Casado con Matilde García Rosa en 1933, sus ideales políticos le valieron varias visitas a la cárcel. “Hay dos comportamientos posibles: aceptarlo como parte de las reglas de juego, casi como algo natural. O desesperarse. Felizmente nunca desesperé”, narró su hija citando un fragmento de la autobiografía del escritor. En 1937 se fue de Brasil y recorrió gran parte de América en un “viaje inolvidable que le aportó muchísimas cosas”, según afirmó Paloma. Volvió, pero debió nuevamente emigrar, en este caso a Argentina, al tiempo que sus libros fueron secuestrados o quemados.
La apertura democrática hizo que el Partido Comunista (PC) donde militaba Amado y su esposa se legalizara: no sólo pudo volver a su país, sino también publicar. Fue un suspiro. En 1948 otra vez el exilio, ahora a París, Francia, y otra vez el PC proscripto. Regresó en 1952, pero algo había cambiado. “Ansiaba volver a la escritura porque las historias se agolpaban en su cabeza, pero la actividad política no le daba tiempo. La literatura había pasado a un segundo plano ante la infinidad de congresos y charlas. Entonces dijo basta, que ya era suficiente, y volvió a su vieja pasión”, narró.
En 1958 publicó Gabriela, clavo y canela, base para el film homónimo de 1983 protagonizado por Sonia Braga y Marcello Mastroianni. “Gracias a los dólares imperialistas pude tener mi casa en Bahía”, citó con sorna la hija de Amado antes de recordar las visitas a la flamante morada de Roman Polanski, Quino, Vargas Llosa, Isabel Allende, Gabriel García Márquez y Sabato, entre otras figuras de la literatura y el cine.

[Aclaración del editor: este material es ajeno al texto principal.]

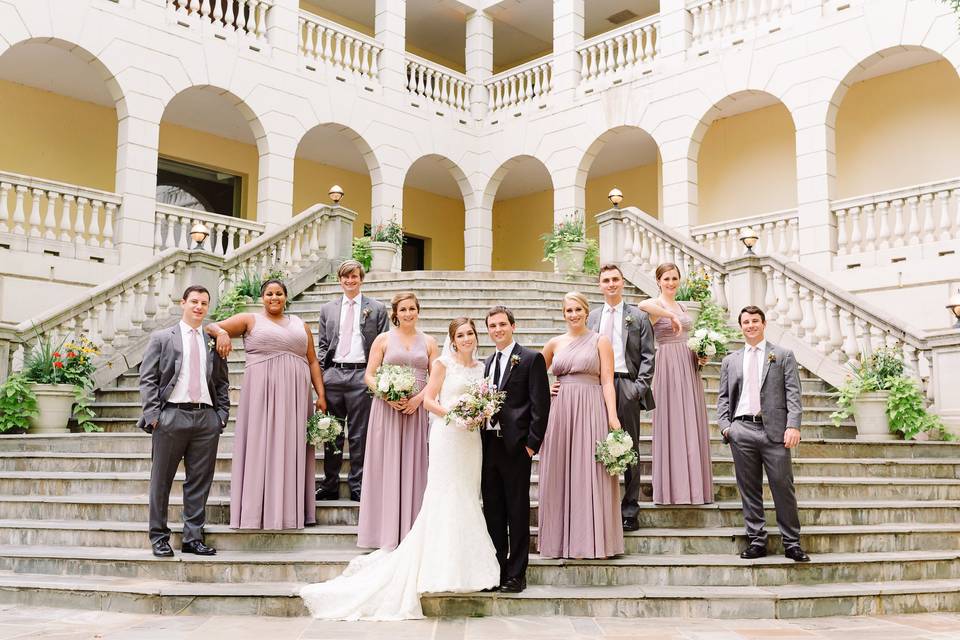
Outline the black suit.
[480,344,550,583]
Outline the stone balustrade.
[577,15,660,88]
[167,0,273,44]
[687,0,791,51]
[299,10,383,80]
[486,55,553,113]
[153,204,265,256]
[690,209,800,260]
[0,173,121,263]
[406,53,473,112]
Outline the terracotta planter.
[370,240,399,273]
[30,384,74,433]
[853,391,897,442]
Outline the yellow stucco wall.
[836,60,960,198]
[698,104,797,224]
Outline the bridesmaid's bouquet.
[307,411,343,453]
[373,364,417,402]
[444,378,507,431]
[687,329,727,358]
[593,429,640,476]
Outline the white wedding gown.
[300,357,500,620]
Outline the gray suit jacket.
[587,301,656,411]
[317,294,390,369]
[717,342,803,442]
[137,322,230,433]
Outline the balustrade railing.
[299,10,383,79]
[486,55,553,113]
[690,209,800,260]
[406,53,473,111]
[153,204,265,256]
[577,15,660,83]
[687,0,791,48]
[0,173,121,262]
[167,0,273,43]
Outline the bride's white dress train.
[300,357,500,620]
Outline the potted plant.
[23,336,100,433]
[540,214,590,273]
[676,273,712,325]
[831,347,950,441]
[370,220,403,273]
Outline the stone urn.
[370,240,399,273]
[554,242,587,273]
[853,391,897,442]
[30,384,74,434]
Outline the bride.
[300,318,500,620]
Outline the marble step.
[0,572,960,619]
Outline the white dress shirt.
[167,320,213,407]
[333,293,367,363]
[597,300,628,373]
[733,340,767,418]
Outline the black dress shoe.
[500,578,527,593]
[783,547,810,562]
[180,540,217,556]
[740,544,767,560]
[151,540,173,558]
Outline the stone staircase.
[0,272,960,618]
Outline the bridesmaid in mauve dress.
[537,292,623,558]
[357,292,438,549]
[207,280,326,529]
[640,263,713,504]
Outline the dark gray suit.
[317,294,390,494]
[717,342,802,549]
[137,323,230,543]
[587,301,656,518]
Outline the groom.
[480,306,550,593]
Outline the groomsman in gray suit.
[137,285,230,558]
[587,264,655,531]
[717,305,810,562]
[317,260,390,502]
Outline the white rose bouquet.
[593,429,640,476]
[444,379,507,431]
[307,411,343,453]
[687,329,727,358]
[372,364,417,402]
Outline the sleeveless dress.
[300,358,500,620]
[230,313,317,529]
[537,331,623,558]
[357,330,430,549]
[652,306,713,504]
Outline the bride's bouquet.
[307,411,343,453]
[594,429,640,476]
[372,364,417,402]
[444,378,507,431]
[687,329,727,358]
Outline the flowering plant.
[444,379,507,431]
[307,411,343,453]
[593,429,640,476]
[372,364,417,402]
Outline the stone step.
[0,492,960,529]
[0,519,960,555]
[0,572,960,619]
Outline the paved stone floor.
[0,605,960,640]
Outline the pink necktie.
[747,347,760,416]
[187,329,200,402]
[336,300,357,358]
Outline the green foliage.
[0,373,37,433]
[352,236,373,271]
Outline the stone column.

El escritor falleció en 2001 con casi 89 años. Un lustro antes había empezado dos novelas que una incipiente deficiencia en las retinas no le dejaría terminar. “En 1998 quedó ciego. Fue su fin. Le decían que dicte pero no quería, tenía un método muy físico para escribir”, afirmó Paloma y concluyó: “Hoy mis padres están enterrados uno al lado del otro en un jardín donde se respira paz. Esa paz por la que tanto lucharon”.

Un comentario
Jorge Amado imprime su huella en todos los que alguna vez bebimos de ese manantial que es su obra. Se lee una y otra vez y siempre aflora algo nuevo, fresco, càlido y brillante que nos envuelve y transporta.